Benefield: Montgomery heads tight field in NBL boys soccer

The Vikings look like the team to beat in NBL boys soccer, but the gap is narrow.|

“We are a young old team,” Jon Schwan told me of his Montgomery Vikings boys soccer team.

I was a little confused, so Schwan elaborated.

“We are still pretty young but we have a lot of experience,” he said.

The Vikings, 7-2-3 and 2-0 in league after Friday night’s road win at Maria Carrillo, return 11 players from a talented team that last year finished third in the North Bay League and made it to the quarterfinals of the North Coast Section Division 2 playoffs.

They have experience and an abundance of talent, which makes the Vikings the likely frontrunners in a stacked NBL where multiple teams have the potential to play spoiler.

“It’s the deepest team I’ve had,” Schwan said. And we haven’t yet seen the Vikings at full strength.

Not once this year have all of Schwan’s presumed starters suited up together. Club commitments, injuries and other factors have kept his starting 11 from getting a ton of time together. That thought likely strikes fear in the hearts of every other team in the league - that this squad hasn’t yet gelled.

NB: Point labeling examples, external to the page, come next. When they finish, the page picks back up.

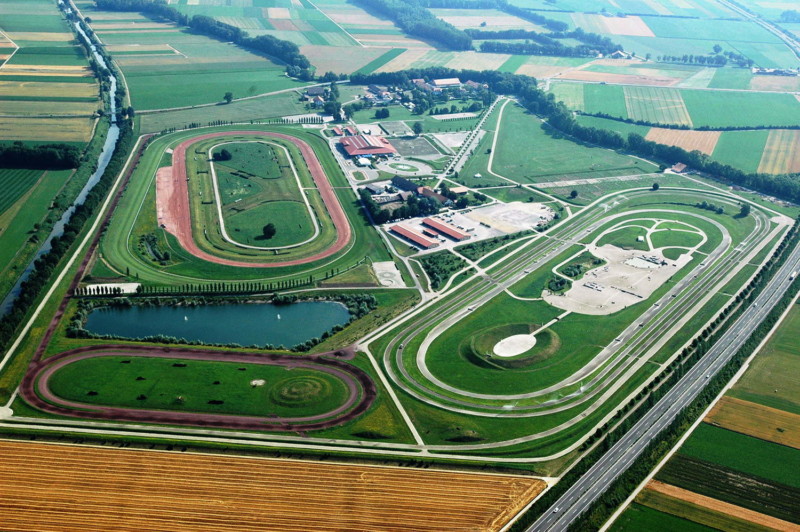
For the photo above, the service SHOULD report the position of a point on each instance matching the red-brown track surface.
(34, 389)
(175, 206)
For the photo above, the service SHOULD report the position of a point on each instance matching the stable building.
(416, 238)
(446, 229)
(366, 146)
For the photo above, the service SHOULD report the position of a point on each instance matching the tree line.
(286, 51)
(43, 157)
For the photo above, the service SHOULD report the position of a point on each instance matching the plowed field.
(49, 487)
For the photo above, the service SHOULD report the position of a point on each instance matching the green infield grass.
(198, 386)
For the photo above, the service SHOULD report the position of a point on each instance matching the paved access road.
(595, 481)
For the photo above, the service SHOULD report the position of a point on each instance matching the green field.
(257, 187)
(528, 152)
(773, 378)
(289, 392)
(639, 517)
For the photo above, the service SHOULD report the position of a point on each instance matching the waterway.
(102, 163)
(241, 323)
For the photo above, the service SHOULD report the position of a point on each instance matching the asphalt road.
(595, 481)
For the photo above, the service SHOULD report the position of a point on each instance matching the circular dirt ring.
(178, 214)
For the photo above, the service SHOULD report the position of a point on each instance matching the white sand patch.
(388, 274)
(629, 277)
(514, 345)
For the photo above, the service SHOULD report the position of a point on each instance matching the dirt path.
(175, 205)
(361, 389)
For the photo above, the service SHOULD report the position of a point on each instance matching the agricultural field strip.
(504, 398)
(595, 481)
(389, 366)
(238, 486)
(299, 185)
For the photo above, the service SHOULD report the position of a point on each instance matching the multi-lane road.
(595, 481)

The Vikings return All-Empire second-team defender Ben Cawood, who is just a junior. They also have one of the more dynamic players in the league in junior Bryan Rosales. Both players played for the first time all season in Wednesday’s 3-0 win over Casa Grande because Cawood had club soccer commitments and Rosales was recovering from foot surgery, Schwan said.

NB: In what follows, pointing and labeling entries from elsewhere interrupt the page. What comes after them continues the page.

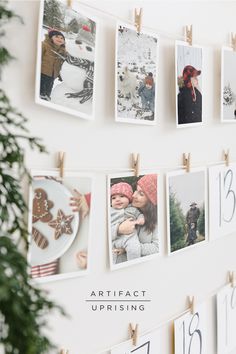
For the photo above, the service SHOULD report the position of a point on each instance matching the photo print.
(188, 84)
(228, 85)
(147, 344)
(186, 209)
(59, 224)
(132, 219)
(65, 77)
(190, 332)
(136, 75)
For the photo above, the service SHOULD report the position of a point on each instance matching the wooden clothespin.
(226, 157)
(61, 163)
(138, 19)
(133, 331)
(191, 302)
(233, 41)
(136, 163)
(64, 351)
(186, 161)
(232, 279)
(189, 34)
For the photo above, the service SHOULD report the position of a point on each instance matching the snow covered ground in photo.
(72, 79)
(138, 53)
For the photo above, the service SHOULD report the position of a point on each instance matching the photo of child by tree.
(186, 204)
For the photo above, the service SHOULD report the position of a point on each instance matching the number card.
(147, 344)
(222, 200)
(226, 320)
(190, 332)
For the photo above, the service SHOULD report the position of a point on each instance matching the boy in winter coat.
(147, 93)
(51, 63)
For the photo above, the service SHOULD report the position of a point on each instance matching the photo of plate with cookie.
(54, 224)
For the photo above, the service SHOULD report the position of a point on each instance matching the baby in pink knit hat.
(121, 210)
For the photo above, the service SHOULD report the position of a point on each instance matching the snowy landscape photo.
(65, 77)
(136, 75)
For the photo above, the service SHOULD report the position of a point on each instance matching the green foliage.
(22, 305)
(177, 224)
(53, 14)
(201, 222)
(5, 16)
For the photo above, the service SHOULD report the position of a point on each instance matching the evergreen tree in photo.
(53, 16)
(22, 305)
(177, 223)
(73, 26)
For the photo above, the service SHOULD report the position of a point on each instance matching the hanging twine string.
(154, 30)
(164, 323)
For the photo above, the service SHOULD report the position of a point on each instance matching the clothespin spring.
(133, 333)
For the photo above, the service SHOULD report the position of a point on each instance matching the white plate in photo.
(60, 196)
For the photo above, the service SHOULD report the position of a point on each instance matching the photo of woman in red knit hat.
(132, 219)
(188, 83)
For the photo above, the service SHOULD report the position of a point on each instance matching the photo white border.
(129, 120)
(140, 259)
(187, 125)
(223, 50)
(52, 105)
(177, 173)
(55, 173)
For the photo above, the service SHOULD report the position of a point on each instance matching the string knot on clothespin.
(69, 2)
(226, 157)
(189, 34)
(138, 19)
(64, 351)
(233, 41)
(133, 331)
(61, 163)
(232, 279)
(186, 161)
(192, 305)
(135, 158)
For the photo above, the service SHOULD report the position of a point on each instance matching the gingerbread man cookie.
(41, 206)
(62, 224)
(39, 238)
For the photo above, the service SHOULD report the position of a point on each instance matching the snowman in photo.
(76, 89)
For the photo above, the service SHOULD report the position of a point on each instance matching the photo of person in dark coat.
(189, 97)
(191, 219)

Add to that talented junior midfielder junior Carson Wyatt, along with sophomores Alan Soto and Calvin Perkins, and the Vikings boast a core that is the envy of the league.

“Montgomery is so dynamic,” Casa Grande coach Chris Rodd said. “Their backs are overlapping - you don’t see that in high school. They just wear you down.”

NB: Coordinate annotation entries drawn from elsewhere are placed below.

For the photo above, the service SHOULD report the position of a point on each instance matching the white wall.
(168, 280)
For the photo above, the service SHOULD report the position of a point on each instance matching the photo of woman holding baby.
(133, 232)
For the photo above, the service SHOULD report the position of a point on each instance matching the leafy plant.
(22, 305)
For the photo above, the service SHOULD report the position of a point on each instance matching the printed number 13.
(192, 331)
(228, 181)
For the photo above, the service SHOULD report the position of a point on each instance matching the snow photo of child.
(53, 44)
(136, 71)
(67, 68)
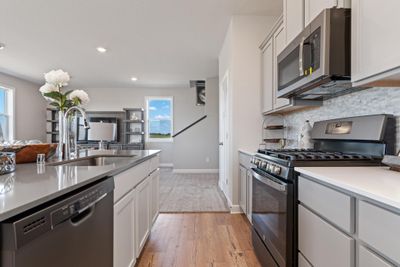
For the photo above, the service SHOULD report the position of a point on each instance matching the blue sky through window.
(160, 116)
(2, 100)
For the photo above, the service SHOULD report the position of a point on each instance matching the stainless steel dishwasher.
(73, 231)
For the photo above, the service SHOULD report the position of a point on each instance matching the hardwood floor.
(199, 239)
(190, 192)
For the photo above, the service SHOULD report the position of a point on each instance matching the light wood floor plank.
(199, 239)
(190, 193)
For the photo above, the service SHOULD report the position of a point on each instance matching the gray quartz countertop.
(31, 185)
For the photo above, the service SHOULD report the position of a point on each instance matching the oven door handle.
(277, 185)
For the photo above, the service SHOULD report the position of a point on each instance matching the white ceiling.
(162, 42)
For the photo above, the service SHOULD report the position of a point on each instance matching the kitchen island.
(32, 186)
(73, 202)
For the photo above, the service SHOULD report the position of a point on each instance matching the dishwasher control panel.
(69, 210)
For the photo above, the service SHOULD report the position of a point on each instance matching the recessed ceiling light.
(101, 49)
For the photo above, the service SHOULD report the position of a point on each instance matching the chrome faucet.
(67, 154)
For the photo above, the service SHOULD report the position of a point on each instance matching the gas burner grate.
(311, 154)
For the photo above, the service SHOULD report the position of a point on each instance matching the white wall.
(30, 108)
(190, 149)
(240, 55)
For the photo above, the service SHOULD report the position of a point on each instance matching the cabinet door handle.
(301, 49)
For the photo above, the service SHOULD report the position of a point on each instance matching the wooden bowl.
(28, 153)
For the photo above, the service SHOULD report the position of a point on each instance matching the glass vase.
(61, 124)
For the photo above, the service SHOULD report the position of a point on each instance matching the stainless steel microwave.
(316, 64)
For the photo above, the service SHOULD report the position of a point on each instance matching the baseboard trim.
(166, 165)
(195, 171)
(235, 209)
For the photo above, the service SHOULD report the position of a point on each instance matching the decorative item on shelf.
(273, 132)
(102, 132)
(134, 128)
(274, 127)
(61, 101)
(27, 152)
(304, 138)
(392, 161)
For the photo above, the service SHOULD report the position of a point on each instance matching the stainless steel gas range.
(356, 141)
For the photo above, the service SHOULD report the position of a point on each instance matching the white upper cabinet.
(313, 7)
(267, 77)
(293, 18)
(375, 42)
(279, 43)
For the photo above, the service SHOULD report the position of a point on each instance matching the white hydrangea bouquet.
(51, 91)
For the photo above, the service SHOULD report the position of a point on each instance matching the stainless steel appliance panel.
(369, 128)
(317, 62)
(272, 215)
(77, 231)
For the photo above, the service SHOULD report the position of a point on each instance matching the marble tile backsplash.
(366, 102)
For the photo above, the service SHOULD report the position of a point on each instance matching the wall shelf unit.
(134, 127)
(130, 127)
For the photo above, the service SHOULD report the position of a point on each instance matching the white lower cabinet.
(366, 258)
(143, 204)
(321, 243)
(136, 207)
(380, 229)
(124, 231)
(249, 195)
(243, 189)
(302, 261)
(155, 195)
(325, 238)
(245, 184)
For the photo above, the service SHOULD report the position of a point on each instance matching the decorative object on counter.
(6, 183)
(27, 153)
(304, 138)
(7, 162)
(40, 159)
(392, 161)
(102, 132)
(62, 101)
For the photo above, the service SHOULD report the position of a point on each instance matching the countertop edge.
(351, 189)
(246, 152)
(11, 213)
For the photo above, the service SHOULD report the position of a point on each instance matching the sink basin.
(92, 161)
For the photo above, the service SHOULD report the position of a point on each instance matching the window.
(6, 114)
(159, 119)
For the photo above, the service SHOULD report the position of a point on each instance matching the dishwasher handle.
(76, 212)
(86, 212)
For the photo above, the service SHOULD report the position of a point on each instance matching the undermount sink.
(92, 161)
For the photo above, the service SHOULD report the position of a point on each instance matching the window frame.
(147, 123)
(10, 110)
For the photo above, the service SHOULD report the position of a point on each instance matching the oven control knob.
(270, 167)
(263, 164)
(277, 170)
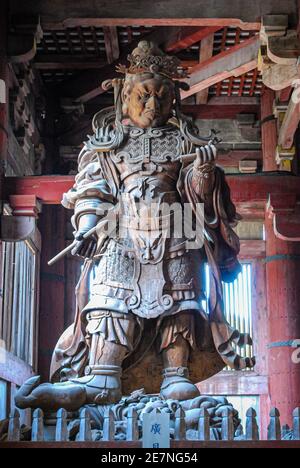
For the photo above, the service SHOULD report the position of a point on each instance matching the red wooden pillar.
(283, 298)
(268, 130)
(3, 89)
(52, 285)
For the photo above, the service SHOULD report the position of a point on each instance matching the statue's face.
(150, 102)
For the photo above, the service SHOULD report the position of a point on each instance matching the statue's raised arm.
(141, 323)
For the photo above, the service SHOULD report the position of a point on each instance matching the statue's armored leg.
(111, 336)
(177, 338)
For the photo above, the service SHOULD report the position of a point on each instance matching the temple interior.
(242, 67)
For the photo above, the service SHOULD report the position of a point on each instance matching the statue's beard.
(149, 119)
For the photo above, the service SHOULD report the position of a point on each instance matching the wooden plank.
(205, 53)
(182, 444)
(51, 11)
(244, 188)
(89, 84)
(268, 130)
(251, 248)
(235, 61)
(215, 111)
(290, 123)
(67, 62)
(14, 369)
(111, 43)
(188, 37)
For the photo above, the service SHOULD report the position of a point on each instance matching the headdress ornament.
(147, 57)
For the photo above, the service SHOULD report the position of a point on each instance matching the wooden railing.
(205, 435)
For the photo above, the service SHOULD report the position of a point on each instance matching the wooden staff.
(74, 243)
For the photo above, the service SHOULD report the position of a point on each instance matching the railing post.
(252, 432)
(14, 426)
(37, 429)
(132, 432)
(274, 428)
(203, 425)
(85, 433)
(296, 423)
(227, 429)
(108, 425)
(180, 427)
(61, 430)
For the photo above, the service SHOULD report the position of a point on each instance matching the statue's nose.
(153, 104)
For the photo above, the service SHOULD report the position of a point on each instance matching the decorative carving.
(279, 52)
(144, 312)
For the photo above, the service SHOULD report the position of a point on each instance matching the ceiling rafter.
(186, 37)
(235, 61)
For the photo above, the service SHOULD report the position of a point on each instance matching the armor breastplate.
(150, 150)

More frightening still? The Vikings have only six seniors.

“That’s the scary part,” Rodd said. “They could be better next year.”

But this year is the focus now, with NBL play underway and perhaps the biggest game of the young season scheduled for Monday when Rancho Cotate hosts the Vikings.

That game “is going to tell us everything,” Rancho coach Eamon Kelly said. “I have a very strong team.”

No one should doubt that.

Rancho is one of only two teams in the league to return two All-Empire selections in senior striker Mario Enrike “Kiki” Gomez and junior Adrian Fontanelli.

Rancho has put together a 5-2 overall record and 1-0 league record, and Gomez has accounted for 12 of the Cougars’ 30 goals. With Fontanelli running the show from the center midfield position, the Cougars’ offense has the potential to be lethal.

“I think they are going to be really tough to handle,” Santa Rosa coach Antonio Garcia said. “I think those two are probably the players to watch.”

Schwan doesn’t disagree.

“Rancho can score in bunches,” he said. “Their attack is scary.”

He will get a chance to see how scary, as well as how the Vikings’ vaunted defense will be able to hold up under that kind of pressure.

“It’s going to be a battle,” Schwan said of league play from here on out. “I don’t think there are any easy wins in this league. There are quality players on every team, quality coaches. I think it’s going to be a long time before anyone runs the table in this league. There is just too much quality.”

Windsor has already proved it belongs in the conversation about contenders after the Jaguars dispatched reigning champs Santa Rosa 2-0 on Dec. 16 in the league opener for both squads.

“I think Windsor is definitely going to be competing,” Windsor coach Andres Flores said. “We have 16 seniors on the varsity roster. That’s a huge advantage. It’s probably one of the biggest advantages for any team.”

Windsor was 6-2-1 overall and 3-0 in league with wins over Santa Rosa and Maria Carrillo as well as Friday night’s victory against Ukiah.

Santa Rosa, winner of league last year and owner of the No. 1 seed in Division 1 of NCS before falling in a semifinal, is a different squad than last year, but some names will be familiar to soccer-watchers.

The Panthers, who are 6-3-1 overall and 1-1 in league, have Brian Sanchez, an All-Empire first-team pick when he was just a sophomore. Also returning? The All-Empire Player of the Year, junior Anthony Lopez. Anyone who overlooks the Panthers because of the talent they graduated last year does so at their peril.

“Santa Rosa? I will never doubt them,” Schwan said.

Add to the mix a talented Casa Grande team under Rodd, as well as Maria Carrillo and Ukiah, and the North Bay League has the makings of a race until the final game. Just as it should be.

You can reach staff columnist Kerry Benefield at 526-8671 or kerry.benefield@pressdemocrat.com, on Twitter @benefield and on Instagram at kerry.benefield. Podcasting on iTunes and SoundCloud “Overtime with Kerry Benefield.”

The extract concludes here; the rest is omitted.